I am thankful for the people who have opened their apartments, their homes — for a night, for a weekend, for a week, for a month, for FOUR months. The individuals who have lent me their cars, given me luggage, and taken me for my first (and most luxurious) facial at the hands of an expert Hungarian (at the Fountain Spa!).
I am thankful for the friends from elementary school, high school, college, first job at Random House, and many jobs since, hometown friends who have picked me up, dropped me off, driven me from here to there (even from New Jersey to Virginia!), fed me breakfast, lunch, and dinner, and listened to me cry, rant, whine, moan, expound and exhilarate over my daily logistical and emotional challenges.
I am astounded at the complete generosity of those who have not seen me for months, years, decades, and have issued open invitations to come visit — even from a person I've yet to meet! I wonder if I would be so generous if the tables were turned. I hope so.

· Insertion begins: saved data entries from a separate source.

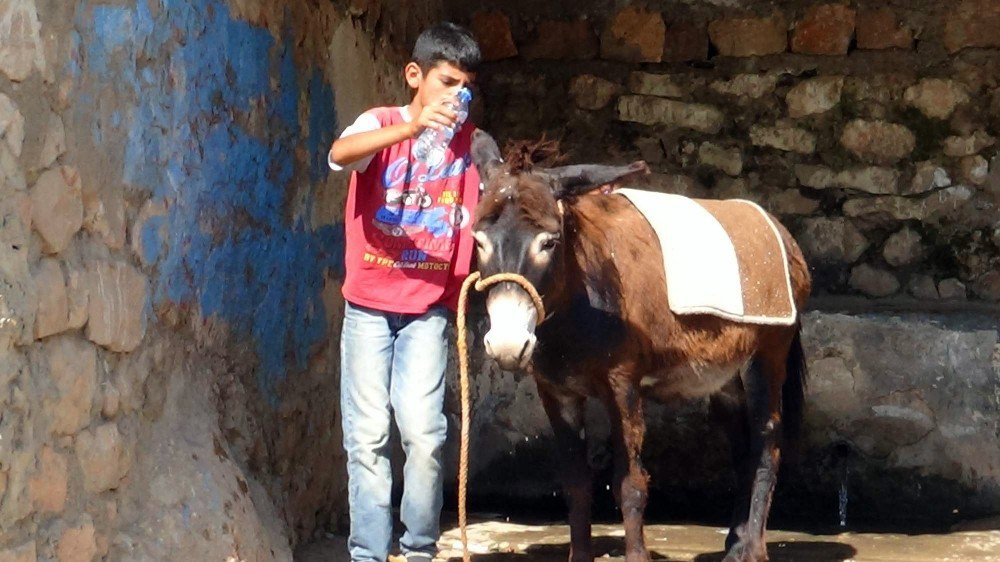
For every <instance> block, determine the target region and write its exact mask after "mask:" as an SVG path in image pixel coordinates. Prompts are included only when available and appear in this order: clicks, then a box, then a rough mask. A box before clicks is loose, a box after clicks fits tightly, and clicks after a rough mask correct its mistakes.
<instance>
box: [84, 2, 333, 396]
mask: <svg viewBox="0 0 1000 562" xmlns="http://www.w3.org/2000/svg"><path fill="white" fill-rule="evenodd" d="M151 2H155V6H151ZM74 23H75V35H74V42H75V44H76V45H75V46H76V49H75V51H76V55H75V56H74V59H73V62H72V63H71V68H70V71H71V73H72V75H73V77H74V80H75V85H76V92H75V93H76V99H75V100H74V111H76V112H77V115H76V117H77V119H83V120H89V121H90V130H91V131H92V133H93V141H94V143H95V145H97V146H98V147H101V146H102V145H107V147H108V149H112V145H111V143H110V142H109V139H111V138H118V139H121V138H123V137H124V138H127V142H126V147H125V150H124V155H123V161H124V166H123V169H122V170H121V174H120V177H121V178H122V180H123V182H124V183H125V184H126V185H127V186H128V189H138V190H141V191H144V192H147V193H146V194H145V195H146V196H148V197H149V198H152V199H153V200H161V201H163V202H165V204H166V205H167V208H168V209H169V212H168V214H167V215H166V216H165V217H157V218H154V219H152V220H150V221H147V222H146V223H145V225H144V227H143V229H142V231H141V232H140V233H139V235H140V236H141V237H142V241H143V244H142V247H143V249H144V250H143V251H144V252H145V254H146V255H145V256H143V258H144V260H145V261H146V262H147V263H152V264H154V265H153V267H152V282H153V290H152V291H153V296H152V301H153V306H154V307H155V306H156V305H159V304H163V303H174V304H187V305H197V306H198V307H200V310H201V312H202V314H203V315H204V316H205V317H210V316H216V317H218V318H220V319H222V320H224V321H225V322H227V323H228V324H229V326H230V327H231V331H232V333H233V335H234V336H236V337H237V338H245V339H246V341H247V345H250V346H252V347H253V349H254V350H255V352H256V354H257V356H258V358H259V360H260V367H259V379H258V380H259V383H260V386H261V389H262V390H264V391H265V393H266V394H267V395H268V396H269V397H270V398H271V400H272V401H276V400H277V395H276V389H277V385H278V384H279V383H280V382H281V381H282V380H283V379H284V378H286V377H287V376H289V374H292V373H294V372H296V371H298V370H302V369H304V368H305V367H306V362H307V359H308V356H309V352H310V350H311V349H312V348H313V346H314V344H316V343H317V342H320V341H321V339H322V338H324V337H326V335H327V328H328V327H327V325H326V315H325V312H324V310H323V302H322V299H321V297H320V294H321V290H322V288H323V283H324V273H325V272H327V271H331V270H332V271H333V272H334V273H335V274H336V275H341V274H342V263H341V260H342V255H343V226H342V224H334V225H328V226H324V227H322V228H320V229H318V230H313V229H312V228H310V227H309V226H308V225H306V224H303V221H302V220H301V219H295V220H293V219H292V218H291V217H295V216H298V217H303V216H305V217H308V216H310V210H311V206H312V205H313V194H314V192H313V191H311V190H310V191H309V193H308V195H307V197H306V201H305V203H304V204H305V209H301V208H299V209H294V210H293V209H289V208H287V206H288V201H290V200H291V199H292V198H291V197H289V194H290V193H291V190H292V182H293V178H298V179H300V180H301V179H305V180H308V181H309V182H311V184H312V186H313V187H312V189H313V190H315V189H319V187H320V185H321V183H322V182H323V181H324V180H325V177H326V173H327V168H326V165H325V152H326V148H327V147H328V146H329V144H330V142H331V141H332V139H333V135H334V131H335V130H336V128H337V123H336V121H337V116H336V114H335V112H334V109H333V108H334V100H333V90H332V88H331V87H330V84H328V83H327V82H326V81H325V79H324V77H323V76H322V75H321V74H320V73H319V72H318V71H317V70H316V69H311V68H299V67H298V66H296V64H295V62H294V61H293V58H292V52H291V46H290V45H289V44H288V42H287V41H289V40H284V41H281V42H277V41H275V39H274V37H273V36H272V35H271V34H270V33H269V32H268V31H267V30H266V29H261V28H258V27H254V26H253V25H251V24H249V23H247V22H244V21H239V20H235V19H233V17H232V15H231V14H230V12H229V9H228V8H227V6H226V4H225V2H224V1H222V0H138V1H137V2H136V3H135V5H134V6H109V5H101V4H97V3H94V2H91V3H86V2H84V3H81V4H80V5H79V6H78V9H77V12H76V21H75V22H74ZM288 35H290V34H288ZM109 92H110V93H113V94H114V95H113V96H109V95H107V94H108V93H109ZM303 92H304V94H305V95H304V96H303V95H302V94H303ZM109 99H114V100H116V101H115V104H116V105H115V107H114V108H113V111H110V112H109V111H108V110H107V109H108V108H106V107H103V104H107V103H108V100H109ZM300 99H304V100H306V104H307V107H306V108H301V107H300ZM252 109H253V111H254V112H255V114H256V115H260V112H263V113H264V117H265V118H266V126H265V127H263V130H264V131H265V133H264V134H263V136H262V135H261V134H259V133H258V134H254V133H253V132H251V131H249V130H247V128H246V127H245V126H244V125H243V123H247V122H248V119H247V118H248V116H249V115H250V114H251V110H252ZM302 109H305V110H306V113H305V114H307V115H308V127H307V128H304V127H303V126H302V124H300V122H299V118H300V111H301V110H302ZM108 115H110V117H108ZM78 122H81V121H78ZM306 129H307V131H308V132H306ZM297 147H304V148H305V150H306V153H307V154H308V155H309V158H308V161H306V162H296V159H295V152H296V148H297ZM296 204H297V205H301V204H302V203H301V202H298V203H296ZM296 211H298V212H296ZM162 227H165V228H162ZM161 230H165V231H166V232H167V233H168V235H167V236H166V238H165V239H164V240H161V239H160V237H161V235H160V232H161Z"/></svg>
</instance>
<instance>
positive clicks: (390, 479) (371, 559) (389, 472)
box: [340, 303, 448, 562]
mask: <svg viewBox="0 0 1000 562" xmlns="http://www.w3.org/2000/svg"><path fill="white" fill-rule="evenodd" d="M447 325H448V313H447V311H446V310H445V309H444V308H441V307H437V308H434V309H431V310H430V311H428V312H426V313H425V314H398V313H392V312H382V311H379V310H373V309H370V308H365V307H362V306H357V305H352V304H351V303H345V310H344V328H343V332H342V334H341V338H340V368H341V377H340V407H341V412H342V415H343V428H344V449H345V450H346V451H347V476H348V501H349V502H350V514H351V536H350V538H349V539H348V549H349V550H350V553H351V560H352V561H377V562H385V560H386V558H387V557H388V555H389V548H390V544H391V541H392V505H391V493H392V473H391V470H390V466H389V454H390V451H389V423H390V412H393V413H395V417H396V427H397V428H398V429H399V435H400V438H401V441H402V445H403V452H404V453H405V454H406V464H405V465H404V468H403V500H402V505H401V506H400V519H401V520H402V523H403V526H404V527H405V532H404V534H403V536H402V538H400V541H399V545H400V550H401V551H402V554H403V555H404V556H409V555H424V556H428V557H430V556H433V555H434V554H436V552H437V539H438V537H439V535H440V533H441V520H440V519H441V503H442V495H441V488H442V474H441V449H442V447H443V446H444V441H445V435H446V432H447V420H446V419H445V416H444V411H443V406H444V371H445V365H446V363H447V359H448V344H447V341H446V328H447Z"/></svg>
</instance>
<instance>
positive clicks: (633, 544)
mask: <svg viewBox="0 0 1000 562" xmlns="http://www.w3.org/2000/svg"><path fill="white" fill-rule="evenodd" d="M610 383H611V384H610V391H611V392H610V394H611V396H609V397H608V398H609V399H608V400H607V402H608V404H607V405H608V413H609V414H610V415H609V417H610V419H611V437H612V441H613V442H614V449H615V453H614V454H615V484H614V485H615V489H616V491H617V494H616V496H617V498H618V502H619V505H620V507H621V510H622V522H623V523H624V525H625V561H626V562H648V561H649V552H648V551H647V550H646V537H645V535H644V534H643V515H644V513H645V511H646V500H647V498H648V495H649V493H648V488H649V475H648V474H646V471H645V469H643V467H642V461H641V459H640V457H641V455H642V441H643V438H644V436H645V433H646V421H645V420H644V419H643V417H642V397H641V396H640V394H639V389H638V388H636V387H635V385H633V384H632V382H631V381H630V380H628V379H627V378H626V377H624V376H622V377H619V376H615V375H614V374H612V376H611V379H610Z"/></svg>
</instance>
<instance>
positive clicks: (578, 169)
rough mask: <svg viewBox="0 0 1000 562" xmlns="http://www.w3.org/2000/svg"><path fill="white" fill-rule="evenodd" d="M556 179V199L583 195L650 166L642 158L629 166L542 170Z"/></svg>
mask: <svg viewBox="0 0 1000 562" xmlns="http://www.w3.org/2000/svg"><path fill="white" fill-rule="evenodd" d="M540 171H541V172H543V173H545V174H547V175H549V176H551V177H552V178H553V179H554V180H555V187H554V195H555V196H556V199H563V198H565V197H572V196H574V195H581V194H583V193H586V192H588V191H591V190H594V189H596V188H598V187H601V186H602V185H607V184H609V183H614V182H617V181H620V180H623V179H627V178H629V177H632V176H637V175H645V174H648V173H649V166H647V165H646V163H645V162H643V161H642V160H640V161H638V162H633V163H631V164H629V165H627V166H605V165H602V164H580V165H576V166H560V167H558V168H548V169H545V170H540Z"/></svg>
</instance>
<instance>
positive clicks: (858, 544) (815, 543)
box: [295, 520, 1000, 562]
mask: <svg viewBox="0 0 1000 562" xmlns="http://www.w3.org/2000/svg"><path fill="white" fill-rule="evenodd" d="M726 532H727V529H724V528H720V527H712V526H707V525H656V524H653V525H647V526H646V545H647V547H648V549H649V551H650V555H651V557H652V558H653V559H654V560H660V561H663V562H671V561H676V562H681V561H684V562H689V561H690V562H719V561H720V560H722V558H723V556H724V552H723V544H724V542H725V539H726ZM468 536H469V543H470V550H471V551H472V552H473V560H474V561H475V562H550V561H551V562H556V561H558V562H562V561H565V560H566V557H567V555H568V553H569V544H568V543H569V528H568V527H567V526H566V525H561V524H552V525H546V524H522V523H516V522H508V521H493V520H478V521H475V522H473V523H472V524H470V525H469V527H468ZM593 536H594V548H595V556H596V557H597V559H598V562H600V561H602V560H608V561H612V560H620V559H622V558H623V557H624V532H623V531H622V529H621V526H620V525H608V524H600V525H594V528H593ZM767 541H768V553H769V555H770V558H771V561H772V562H831V561H836V562H846V561H854V562H903V561H905V562H946V561H954V562H978V561H983V562H993V561H995V562H1000V529H994V530H979V531H966V532H950V533H937V534H906V533H898V532H896V533H867V532H865V533H859V532H837V533H831V534H820V533H805V532H793V531H782V530H780V529H774V530H768V534H767ZM439 546H440V548H441V552H440V555H439V557H438V559H439V560H441V561H449V560H450V561H452V562H455V561H460V560H461V558H462V550H461V542H460V534H459V529H458V528H457V526H454V527H452V526H449V528H448V529H447V530H446V531H445V532H444V534H443V536H442V538H441V541H440V543H439ZM295 560H296V562H320V561H323V562H340V561H346V560H348V556H347V546H346V539H345V538H344V537H330V538H329V539H327V540H325V541H321V542H319V543H314V544H311V545H307V546H305V547H303V548H301V549H299V551H298V552H296V557H295Z"/></svg>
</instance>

I am confounded by the wisdom I have been offered by longtime friends, former work colleagues, therapists, childhood chums, total strangers who have crossed paths with me on a subway or a bus or a plane. In person, by phone or Skype, card, email. At all hours of the day and night. The words have comforted me, the actions have saved me, the love and affection has been a Godsend in a time when my heart was going from full to empty and back again and back again.
In spite of the multitude of changes — some good, some not, I feel both the support of my husband, son, and daughter and the loss of my sister and mother during a time when almost no one else can take their place — and no one can fill the space of the tremendous loss I feel still.
And with all this thankfulness I keep reminding myself that the road is one step forward, four steps back, one more reflection and rethinking, one more unraveling of what was and what needs to be, one more recognition of what is possible (or not) in future.
For someone whose always been a strategic planner, it's a tough journey to be on without a plan.
|More wisdom and encouragement sent from a friend.|
Thank you and HAPPY THANKSGIVING
to all my friends near, far, and wide.